While spring allergies present a problem for many people, it is important to remember that summer is another season that can trigger allergy symptoms. Once summer transitions into fall, many allergy sufferers still have symptoms. Plus, many people also have non-seasonal allergies. For example, the Asthma and Allergy Foundation of America reports that as many as three in 10 people with allergies have allergic reactions around cats and dogs.

Not every hotel allows pets, but an increasing number are allowing guests to stay in a room with cats, dogs and other furry companions to cater to the 67% of U.S. households that own a pet. While pet-friendly policies are ideal for travelers who want to take their animals on their journeys, they can cause issues for allergy sufferers, as pet hair and dander can set of sneezing, itchy eyes and more.

​Best Practices for Keeping Allergy Symptoms at Bay

Allergies in hotels can compromise guest wellbeing and satisfaction. Incorporating the following best practices year-round can help your property maintain:

  • Prioritize good indoor air quality – Indoor air pollutants lead to poor indoor air quality (IAQ) and can aggravate allergy symptoms. These pollutants may include pollen, dust, cigarette smoke and pet dander. Carpet acts as a filter by trapping indoor pollutants, but should be vacuumed regularly. Look for a machine that meets the Carpet and Rug Institute’s recommendations. Additionally, dust surfaces regularly to prevent buildup.

Proper ventilation and air cleaning are additional methods for lowering the concentration of pollutants and removing particles form the air, according to the United States Environmental Protection Agency.

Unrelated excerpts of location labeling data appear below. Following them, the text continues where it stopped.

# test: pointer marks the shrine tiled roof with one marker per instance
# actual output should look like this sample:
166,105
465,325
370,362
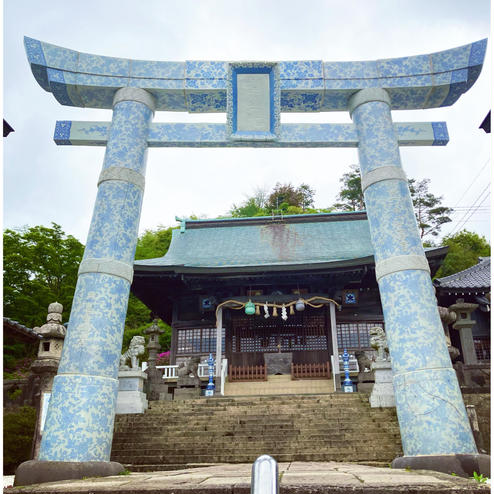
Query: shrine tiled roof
476,277
292,242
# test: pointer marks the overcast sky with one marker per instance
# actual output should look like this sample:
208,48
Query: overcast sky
46,183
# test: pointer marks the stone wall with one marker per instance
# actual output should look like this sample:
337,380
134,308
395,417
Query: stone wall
482,403
20,392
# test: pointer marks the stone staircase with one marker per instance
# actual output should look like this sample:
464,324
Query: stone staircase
331,427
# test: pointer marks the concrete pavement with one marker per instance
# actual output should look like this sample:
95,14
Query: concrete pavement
296,478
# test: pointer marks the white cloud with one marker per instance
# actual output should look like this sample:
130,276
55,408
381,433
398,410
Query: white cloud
44,183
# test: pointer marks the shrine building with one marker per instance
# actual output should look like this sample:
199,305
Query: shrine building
308,263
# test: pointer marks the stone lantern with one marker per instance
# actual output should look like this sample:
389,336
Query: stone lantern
448,317
46,364
153,345
155,382
464,324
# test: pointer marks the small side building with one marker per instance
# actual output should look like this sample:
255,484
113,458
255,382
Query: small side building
470,286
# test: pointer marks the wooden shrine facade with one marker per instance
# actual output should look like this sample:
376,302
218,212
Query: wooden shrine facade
186,296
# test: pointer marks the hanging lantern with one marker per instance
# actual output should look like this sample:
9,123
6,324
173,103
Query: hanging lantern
284,315
250,308
266,310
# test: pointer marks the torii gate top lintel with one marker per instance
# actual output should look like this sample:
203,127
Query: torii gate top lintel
415,82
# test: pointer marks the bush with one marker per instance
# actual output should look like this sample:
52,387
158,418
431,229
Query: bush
18,431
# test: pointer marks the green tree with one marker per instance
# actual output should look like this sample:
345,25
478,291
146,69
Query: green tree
286,195
350,195
430,215
40,266
428,210
154,243
248,209
464,250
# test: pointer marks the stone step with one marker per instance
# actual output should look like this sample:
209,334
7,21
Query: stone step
232,448
250,456
333,427
322,426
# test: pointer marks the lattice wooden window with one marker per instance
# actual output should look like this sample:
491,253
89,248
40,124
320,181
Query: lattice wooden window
299,333
355,334
198,340
482,347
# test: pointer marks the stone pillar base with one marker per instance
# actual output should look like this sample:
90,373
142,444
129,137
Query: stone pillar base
382,393
182,394
462,465
131,397
37,472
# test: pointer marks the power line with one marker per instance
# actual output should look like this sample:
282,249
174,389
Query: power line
479,198
471,214
473,181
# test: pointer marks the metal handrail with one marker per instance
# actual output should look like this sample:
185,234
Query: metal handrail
264,479
170,371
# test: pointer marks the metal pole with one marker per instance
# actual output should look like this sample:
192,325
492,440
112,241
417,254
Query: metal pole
264,478
334,340
219,337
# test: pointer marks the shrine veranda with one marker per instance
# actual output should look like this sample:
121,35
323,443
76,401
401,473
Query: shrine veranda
80,418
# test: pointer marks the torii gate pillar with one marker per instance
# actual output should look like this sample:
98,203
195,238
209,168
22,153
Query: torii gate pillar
432,416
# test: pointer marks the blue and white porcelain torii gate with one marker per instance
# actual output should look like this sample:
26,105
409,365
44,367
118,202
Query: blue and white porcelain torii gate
432,417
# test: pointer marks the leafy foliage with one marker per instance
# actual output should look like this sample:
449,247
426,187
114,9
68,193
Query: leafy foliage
351,196
18,431
464,250
480,478
429,213
283,199
40,267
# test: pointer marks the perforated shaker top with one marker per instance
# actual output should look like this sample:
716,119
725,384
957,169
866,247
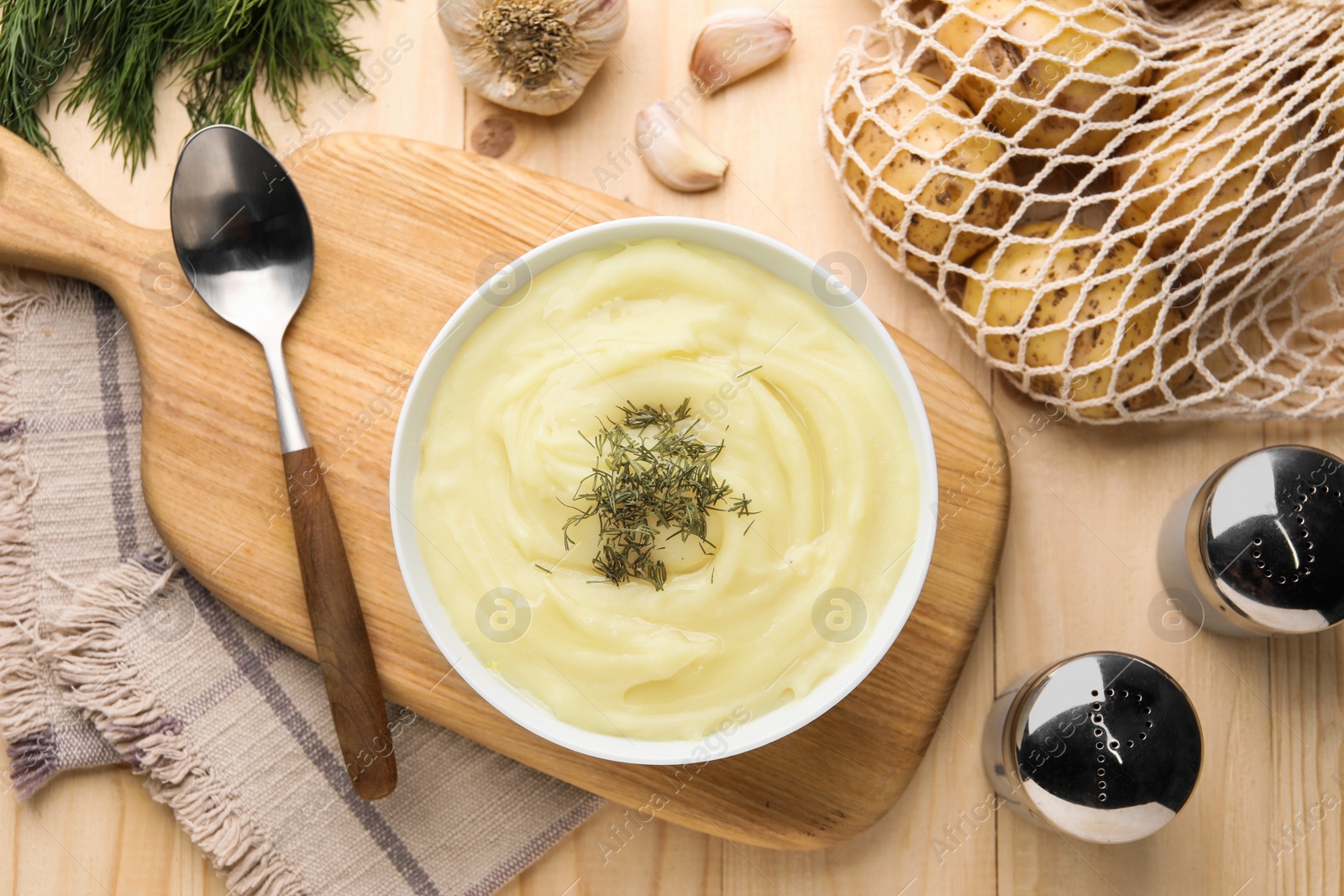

  • Use non-fragranced cleaning products – There is a misconception that if you cannot smell cleaning products when you walk into a room, the space is not clean. However, cleanliness does not actually have a fragrance associated with it. We have simply come to accept that strong chemicals with citrus, pine or other fragrances are required for achieving cleanliness.

Unfortunately, many people are sensitive or even allergic to certain fragrances. Thus, it is best to avoid them in your cleaning program at all costs. Whether it is a surface cleaner or carpet cleaning chemistry, look for products that can effectively clean without the use of added perfumes.

  • Contain pets to specific rooms and areas – Many people who live with animals are not bothered by pet fur and dander. However, someone with allergies most certainly will. Because of this, it is a good idea to have rules regarding where pets can wander in your facility. Will they be allowed to accompany their owner in the lobby or at an outdoor seating area? Can they walk on their leash in a hallway? Perhaps you have a policy that pets must remain in a guest’s room at all times. You may even consider having hypoallergenic rooms that do not allow pets, and having other rooms designated for cats, dogs or other animals. Whatever you determine is best for your hotel, it is best to vacuum carpet and rugs, and use a low-moisture encapsulation system to clean away any lingering stains once a guest and his or her pet has checked out.

Ensuring Guest Satisfaction Year Round

Hotels aim to be welcoming places for rest and relaxation. With so much competition in the marketplace, properties must do everything possible to give guests a five-star experience. This not only ensures repeat bookings, but can encourage family, friends, colleagues or even those who read a guest’s online review to make a reservation for a future business trip or vacation.

Hotel room allergies can be detrimental to a guest’s experience. By following the above best practices regarding indoor air quality, cleaning chemical ingredients and pet policies, hotel managers and housekeeping teams can do their part to satisfy guests’ needs, including the many people who suffer from allergies during the year.